No Mato Grosso, índios xavante dançam ao som dos ganzás. O violão serve de base para o coro que repete poucos versos, com o ritmo marcado pelos pilões que trituram o cipó sagrado do daime, em Lumiar. Fiéis católicos cantam em romaria na Bahia. Tambores batucam para Oxum, em Olinda. As cenas — que documentam muitas fés, muitos sons, um país — são de “Híbridos: os espíritos do Brasil”, filme dos franceses Priscilla Telmon e Vincent Moon que estreia no próximo dia 15 no Rio e em São Paulo.
Antes disso, os cariocas terão acesso ao material de pesquisa obtido ao longo de dois anos — com o registro de mais de 60 rituais religiosos espalhados pelo território brasileiro. Os diretores, ao lado do músico Cadu Tenório, fazem nesta quinta-feira show na Audio Rebel, no qual essas imagens serão montadas ao vivo, com intervenções eletrônicas e de outros instrumentos.
— O projeto foi longo, durou cerca de quatro anos (depois da pesquisa, foram quase dois anos de edição) — explica Moon, que ficou famoso por vídeos musicais no site La Blogothèque, com artistas como R.EM. e Arcade Fire. — O esquema de produção de “Híbridos” foi totalmente independente. Dessa maneira, pudemos guardar uma liberdade criativa imensa, até para criar vários formatos para o projeto, como o site (http://hibridos.cc) e o show.
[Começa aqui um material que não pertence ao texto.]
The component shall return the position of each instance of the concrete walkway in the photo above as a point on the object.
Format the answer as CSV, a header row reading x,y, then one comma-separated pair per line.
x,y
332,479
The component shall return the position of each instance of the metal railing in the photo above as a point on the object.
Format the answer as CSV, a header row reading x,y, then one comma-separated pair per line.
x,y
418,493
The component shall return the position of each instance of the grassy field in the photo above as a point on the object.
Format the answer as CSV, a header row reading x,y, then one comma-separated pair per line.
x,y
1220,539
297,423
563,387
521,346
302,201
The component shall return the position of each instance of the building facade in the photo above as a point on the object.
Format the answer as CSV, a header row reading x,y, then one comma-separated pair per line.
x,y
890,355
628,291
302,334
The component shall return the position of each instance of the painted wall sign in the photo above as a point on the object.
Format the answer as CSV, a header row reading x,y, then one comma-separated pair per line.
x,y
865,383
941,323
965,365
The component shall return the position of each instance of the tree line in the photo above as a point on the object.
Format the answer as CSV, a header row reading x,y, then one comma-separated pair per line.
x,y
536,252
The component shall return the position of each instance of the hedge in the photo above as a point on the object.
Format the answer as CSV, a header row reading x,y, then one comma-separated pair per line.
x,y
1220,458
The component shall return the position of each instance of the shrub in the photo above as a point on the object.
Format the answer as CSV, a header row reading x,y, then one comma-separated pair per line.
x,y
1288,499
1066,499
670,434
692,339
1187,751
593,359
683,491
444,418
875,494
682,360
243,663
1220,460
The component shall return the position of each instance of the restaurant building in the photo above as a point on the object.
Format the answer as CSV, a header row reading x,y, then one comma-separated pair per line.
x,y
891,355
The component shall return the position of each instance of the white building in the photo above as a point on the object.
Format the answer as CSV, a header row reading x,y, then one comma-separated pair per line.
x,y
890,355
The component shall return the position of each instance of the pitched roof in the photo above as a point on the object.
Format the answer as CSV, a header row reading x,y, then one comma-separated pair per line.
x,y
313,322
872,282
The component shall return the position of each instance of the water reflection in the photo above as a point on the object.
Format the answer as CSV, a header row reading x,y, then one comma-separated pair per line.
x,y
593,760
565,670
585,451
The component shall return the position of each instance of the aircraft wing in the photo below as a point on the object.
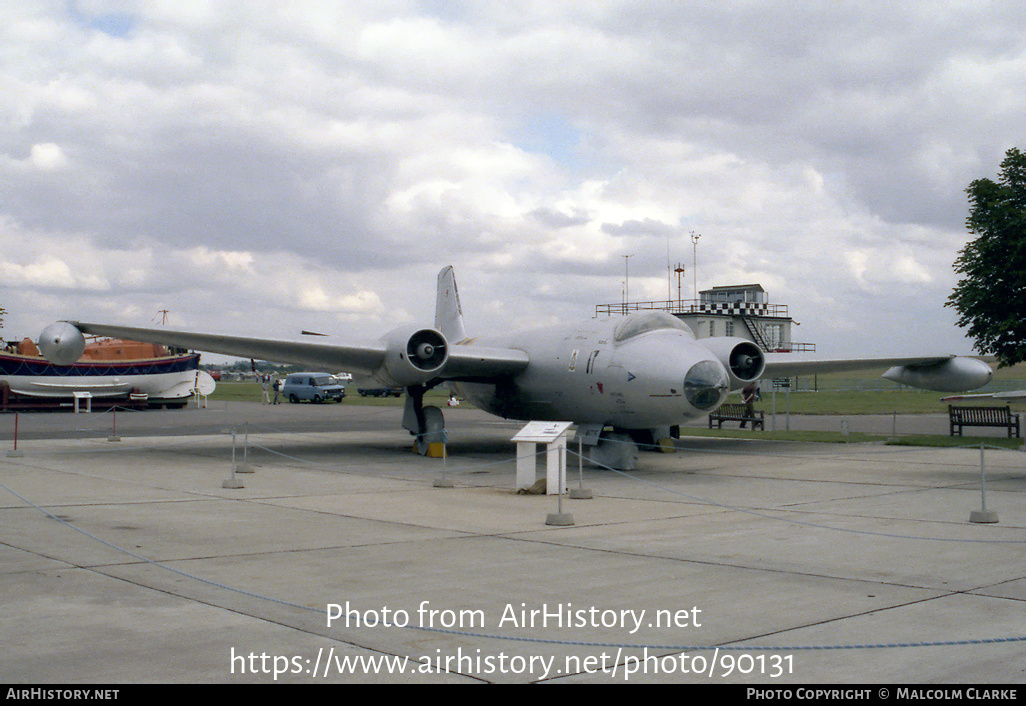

O documentário se desenrola sem narração ou legendas que expliquem como funciona cada ritual mostrado ali — a informação aparece apenas nos créditos finais. As imagens exploram a força das cenas de penitência e transe e a plasticidade dos símbolos e movimentos sagrados — com a música como guia.
— É um projeto de pesquisa sobre a espiritualidade, mas também sobre a imagem — define Moon. — Não queremos dizer algo diretamente. Há uma narração sutil, que tem a ver com a natureza, com a relação com o tempo. Porque na espiritualidade a relação com o tempo muda. Acreditamos num tempo mais circular, no qual as coisas estão sempre voltando, com uma sutil diferença a cada vez. Por isso esse círculo que vai da natureza à natureza. Por isso o filme começa com os índios e termina com os índios.
Mais que um simples registro etnográfico de tradições religiosas, os diretores defendem que o filme é um documento de algo vivo, em movimento. Sujeito ao processo de mistura e reinvenção sugerido no título “Híbridos” — como o ritual do umbandaime, que eles registram. Essa característica do Brasil, na visão de Moon e Priscilla, tem um papel civilizatório para o mundo contemporâneo:
— O Brasil tem uma importância enorme nesse momento de crise mundial — diz Priscilla. — Não há outro país assim, com esse desejo de experimentar outras realidades, experimentar a magia do mundo. Na Europa, você não tem essa diversidade para traçar um caminho que é bom para você. Aqui, você pode ser católico e ter uma cura com um pajé.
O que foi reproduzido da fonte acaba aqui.